100- Sözünü yerine getirmek imandandır.
101- Çarşıda bir şey yemek
alçaklıktır.[14]
102- Bütün ihtiyaçların
karşılanması Allahın elindedir; halk ise vesiledir.
Öyleyse halkın aracılığıyla hacetlerinizi Allahtan
dileyin. Halk onu karşılamazsa, sabırla onu Allahtan alın.
(Çünkü her şey Allahın elindedir, gerçekte onu karşılayan
Allahtır.)
103- Müminin durumu ne ilginçtir! Çünkü
Allahın ona takdir ettiği her şey, ister hoşuna gitsin,
ister hoşuna gitmesin, onun için hayırdır. Bir
sıkıntıya uğratırsa günahının keffareti
kılar. Bağış ve ikramda bulunursa da ona lütfetmiş
olur.
104- En büyük düşüncesi ahiret olarak
sabahlayıp akşamlayan kimsenin kalbine Allah zenginlik
yerleştirir; işlerini düzene koyar ve rızkını
tamamıyla almadan da dünyadan çıkarmaz. Ama en büyük düşüncesi
dünya olarak sabahlayıp akşamlayanın ise Allah, fakirliği
iki gözünün önüne diker (yani daima onu fakirlikle korkutur); işlerini
dağıtır; dünyadan da ancak kendi payını alır.

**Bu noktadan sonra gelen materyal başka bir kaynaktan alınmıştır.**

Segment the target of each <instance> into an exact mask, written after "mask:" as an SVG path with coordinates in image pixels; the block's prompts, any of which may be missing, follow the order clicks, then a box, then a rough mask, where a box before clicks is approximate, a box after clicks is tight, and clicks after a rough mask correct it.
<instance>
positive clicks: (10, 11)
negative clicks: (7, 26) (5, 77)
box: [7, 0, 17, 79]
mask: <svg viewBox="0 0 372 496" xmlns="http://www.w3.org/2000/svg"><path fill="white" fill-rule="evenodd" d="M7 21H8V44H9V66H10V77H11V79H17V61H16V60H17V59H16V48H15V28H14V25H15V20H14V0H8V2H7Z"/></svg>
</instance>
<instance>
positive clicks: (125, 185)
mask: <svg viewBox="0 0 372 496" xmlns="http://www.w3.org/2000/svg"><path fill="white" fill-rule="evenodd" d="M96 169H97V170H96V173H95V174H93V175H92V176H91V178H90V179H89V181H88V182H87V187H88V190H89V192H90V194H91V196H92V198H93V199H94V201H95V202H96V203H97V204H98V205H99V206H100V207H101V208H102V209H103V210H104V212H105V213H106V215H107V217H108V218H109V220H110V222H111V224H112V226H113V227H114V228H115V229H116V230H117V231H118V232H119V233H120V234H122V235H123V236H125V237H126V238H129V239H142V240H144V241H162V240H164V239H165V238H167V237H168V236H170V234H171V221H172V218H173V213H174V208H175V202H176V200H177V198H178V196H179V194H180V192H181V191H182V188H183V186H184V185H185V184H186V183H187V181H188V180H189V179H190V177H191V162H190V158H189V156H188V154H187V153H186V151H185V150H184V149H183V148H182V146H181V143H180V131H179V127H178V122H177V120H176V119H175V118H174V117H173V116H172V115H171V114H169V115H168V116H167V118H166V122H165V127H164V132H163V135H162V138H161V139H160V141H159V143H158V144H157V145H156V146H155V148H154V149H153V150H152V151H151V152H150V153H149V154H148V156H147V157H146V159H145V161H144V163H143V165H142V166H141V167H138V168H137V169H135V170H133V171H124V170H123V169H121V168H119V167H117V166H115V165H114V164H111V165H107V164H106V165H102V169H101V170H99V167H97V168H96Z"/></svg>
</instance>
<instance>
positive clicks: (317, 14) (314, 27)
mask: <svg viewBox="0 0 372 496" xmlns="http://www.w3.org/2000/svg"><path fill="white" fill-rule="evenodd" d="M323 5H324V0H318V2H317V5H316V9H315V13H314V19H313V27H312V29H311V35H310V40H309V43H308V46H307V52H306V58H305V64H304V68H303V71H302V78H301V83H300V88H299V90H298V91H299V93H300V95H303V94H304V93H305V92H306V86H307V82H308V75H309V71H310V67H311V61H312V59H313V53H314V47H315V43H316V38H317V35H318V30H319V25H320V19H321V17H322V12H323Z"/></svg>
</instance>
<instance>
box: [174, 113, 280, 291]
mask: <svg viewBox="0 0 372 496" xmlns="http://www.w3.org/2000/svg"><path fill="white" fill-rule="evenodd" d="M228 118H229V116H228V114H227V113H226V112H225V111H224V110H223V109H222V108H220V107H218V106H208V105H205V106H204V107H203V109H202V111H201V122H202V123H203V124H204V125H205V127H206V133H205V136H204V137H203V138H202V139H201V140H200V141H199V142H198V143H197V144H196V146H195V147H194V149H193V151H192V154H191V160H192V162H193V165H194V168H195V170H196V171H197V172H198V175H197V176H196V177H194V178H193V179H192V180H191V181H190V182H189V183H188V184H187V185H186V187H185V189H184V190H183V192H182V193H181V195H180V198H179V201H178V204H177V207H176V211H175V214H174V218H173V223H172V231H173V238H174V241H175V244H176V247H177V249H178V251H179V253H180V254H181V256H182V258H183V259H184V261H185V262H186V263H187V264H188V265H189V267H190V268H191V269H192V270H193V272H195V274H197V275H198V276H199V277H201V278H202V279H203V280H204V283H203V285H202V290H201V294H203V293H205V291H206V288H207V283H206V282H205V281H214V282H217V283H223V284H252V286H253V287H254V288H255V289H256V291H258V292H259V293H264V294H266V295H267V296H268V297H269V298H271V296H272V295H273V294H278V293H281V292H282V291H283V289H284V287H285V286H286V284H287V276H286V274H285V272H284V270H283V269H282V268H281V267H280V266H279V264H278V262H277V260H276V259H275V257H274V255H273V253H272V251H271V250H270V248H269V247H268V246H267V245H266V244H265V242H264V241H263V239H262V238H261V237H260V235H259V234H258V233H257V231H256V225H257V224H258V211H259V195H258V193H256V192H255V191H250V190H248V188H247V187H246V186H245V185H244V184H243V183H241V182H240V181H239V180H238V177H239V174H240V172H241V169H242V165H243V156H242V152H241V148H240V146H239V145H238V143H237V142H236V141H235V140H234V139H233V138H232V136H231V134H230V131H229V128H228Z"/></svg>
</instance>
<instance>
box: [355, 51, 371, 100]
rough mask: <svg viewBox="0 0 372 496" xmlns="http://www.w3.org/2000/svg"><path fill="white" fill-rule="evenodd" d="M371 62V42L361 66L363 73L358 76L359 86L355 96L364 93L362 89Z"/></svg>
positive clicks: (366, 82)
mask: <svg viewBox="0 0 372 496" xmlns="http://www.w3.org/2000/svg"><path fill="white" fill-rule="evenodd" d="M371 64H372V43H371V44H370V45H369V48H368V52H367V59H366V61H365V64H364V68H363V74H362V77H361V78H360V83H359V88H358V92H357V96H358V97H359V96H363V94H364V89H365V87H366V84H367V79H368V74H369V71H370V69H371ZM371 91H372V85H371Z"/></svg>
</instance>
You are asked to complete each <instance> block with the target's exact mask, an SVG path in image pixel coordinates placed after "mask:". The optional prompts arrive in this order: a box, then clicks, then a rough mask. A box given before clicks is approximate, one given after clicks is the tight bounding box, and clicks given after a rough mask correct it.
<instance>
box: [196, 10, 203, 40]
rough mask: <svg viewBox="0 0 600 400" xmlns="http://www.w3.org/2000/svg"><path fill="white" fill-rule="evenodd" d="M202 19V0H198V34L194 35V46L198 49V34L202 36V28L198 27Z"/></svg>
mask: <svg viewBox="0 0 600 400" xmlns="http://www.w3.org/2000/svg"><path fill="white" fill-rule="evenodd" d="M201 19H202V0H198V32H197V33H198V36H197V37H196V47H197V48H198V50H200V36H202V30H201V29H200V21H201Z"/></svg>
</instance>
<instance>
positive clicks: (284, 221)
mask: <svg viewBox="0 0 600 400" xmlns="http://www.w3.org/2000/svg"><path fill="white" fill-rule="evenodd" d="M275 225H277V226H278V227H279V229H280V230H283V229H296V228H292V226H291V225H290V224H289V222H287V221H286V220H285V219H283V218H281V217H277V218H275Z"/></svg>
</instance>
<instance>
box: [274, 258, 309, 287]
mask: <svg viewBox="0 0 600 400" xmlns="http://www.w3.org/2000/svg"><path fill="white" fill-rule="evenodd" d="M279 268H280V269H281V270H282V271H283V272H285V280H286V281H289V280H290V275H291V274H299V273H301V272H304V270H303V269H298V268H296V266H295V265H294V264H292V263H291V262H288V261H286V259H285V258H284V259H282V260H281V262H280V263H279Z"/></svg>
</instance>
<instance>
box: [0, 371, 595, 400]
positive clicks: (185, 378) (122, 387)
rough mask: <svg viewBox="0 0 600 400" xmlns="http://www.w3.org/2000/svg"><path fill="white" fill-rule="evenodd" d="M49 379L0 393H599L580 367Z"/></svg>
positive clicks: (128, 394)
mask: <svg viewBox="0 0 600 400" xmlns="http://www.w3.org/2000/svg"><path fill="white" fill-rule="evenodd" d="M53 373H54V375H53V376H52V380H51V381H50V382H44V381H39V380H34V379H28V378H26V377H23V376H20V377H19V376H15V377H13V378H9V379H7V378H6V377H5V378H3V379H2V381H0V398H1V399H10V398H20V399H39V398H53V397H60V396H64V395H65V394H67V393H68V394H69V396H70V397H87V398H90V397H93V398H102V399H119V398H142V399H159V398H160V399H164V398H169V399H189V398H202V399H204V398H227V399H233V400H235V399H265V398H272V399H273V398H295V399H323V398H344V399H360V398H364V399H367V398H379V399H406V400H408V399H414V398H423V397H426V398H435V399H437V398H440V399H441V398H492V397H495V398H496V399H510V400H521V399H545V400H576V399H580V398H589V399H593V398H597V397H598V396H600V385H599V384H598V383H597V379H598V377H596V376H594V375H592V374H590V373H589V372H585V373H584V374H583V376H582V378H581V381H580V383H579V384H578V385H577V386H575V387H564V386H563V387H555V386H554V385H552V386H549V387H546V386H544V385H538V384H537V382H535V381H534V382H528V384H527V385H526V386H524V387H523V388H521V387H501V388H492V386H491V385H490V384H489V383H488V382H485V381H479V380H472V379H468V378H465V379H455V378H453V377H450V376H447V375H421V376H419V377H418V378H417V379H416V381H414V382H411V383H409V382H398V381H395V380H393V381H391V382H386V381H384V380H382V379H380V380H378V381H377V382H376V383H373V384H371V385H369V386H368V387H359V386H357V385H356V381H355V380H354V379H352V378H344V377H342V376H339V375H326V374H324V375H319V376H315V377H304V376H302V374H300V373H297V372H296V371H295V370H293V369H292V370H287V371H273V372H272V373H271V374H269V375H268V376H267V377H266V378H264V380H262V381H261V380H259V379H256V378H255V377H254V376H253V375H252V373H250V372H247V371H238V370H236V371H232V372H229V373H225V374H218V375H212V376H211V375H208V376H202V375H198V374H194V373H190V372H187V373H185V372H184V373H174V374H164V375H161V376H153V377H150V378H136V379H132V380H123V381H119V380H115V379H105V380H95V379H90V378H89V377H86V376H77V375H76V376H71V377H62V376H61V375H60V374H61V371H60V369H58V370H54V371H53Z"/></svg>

105- Ümmetinin cemaatının kimler
olduğu hakkında Resulullaha soru soran bir kişiye şöyle
buyurdu: "Ümmetimin cemaatı, az olsalar da hak ehli
olanlardır."[15]
106- Allah-u Teâla, yaptığı bir
amelinden dolayı birisine sevap vaat ederse, onu mutlaka
gerçekleştirir. Ama işlediği bir günahtan dolayı birisine
ceza vereceğine dair vaatte bulunursa buna vefa edip etmemek O'nun
elindedir.
107- "Ahlak bakımından sizin bana
daha çok benzeyeninizi tanıtayım mı?" buyurunca,
"Evet, ya Resulallah." dediler. Resu-lullah şöyle buyurdu:
"Ahlakı hepinizden daha iyi, hilmi hepinizden daha fazla, akrabalarına
iyiliği hepinizden daha çok, sevinç ve öfke halinde halka karşı
insafı hepinizden daha fazla olan kimsedir."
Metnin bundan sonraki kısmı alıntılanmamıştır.